Margery Allingham wrote this, her first novel, at an early age--but she came from a very literary family. It was written before she tried her hand at mystery novels. I believe both this and the following The White Cottage Mystery
(her next effort which was a mystery) have been unavailable until recently, but Bloomsbury has issued both. I am about to start the latter (which BTW is pre-Campion). So, her writing progressed from novel to mystery to Campion mysteries (for which she is famous as a member of the British Golden Age of Mystery.
"Blackkerchief Dick" gets its name from the main character (who is quite a character) who wears a black kerchief over his hair. Compared to the other characters he's quite a dandy. The novel, while set on an island frequented by smugglers is mostly about a love triangle--Blackkerchief Dick, his rival Hal, and Anny (the latter two work at The Ship). It includes a host of characters ranging from very nice to very selfish.

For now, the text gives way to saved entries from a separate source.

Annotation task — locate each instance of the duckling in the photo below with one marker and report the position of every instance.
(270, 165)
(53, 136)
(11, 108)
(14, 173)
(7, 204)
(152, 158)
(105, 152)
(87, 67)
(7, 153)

I found it a relatively slow read and seemingly somewhat predictable--until the end. Similar to a mystery novel, there's a twist or two there which I certainly didn't expect. The light and dark are juxtaposed with fate--including a situation reminiscent of "Hamlet" for Hal. "The slings and arrows of outrageous fortune..." apply here. This fairy tale is more Grimm's than Hans Christian Anderson's. A quote from the book is also an appropriate addition to my quotes collection: p. 214: "The Lord gave women tears that their hearts might not break every day."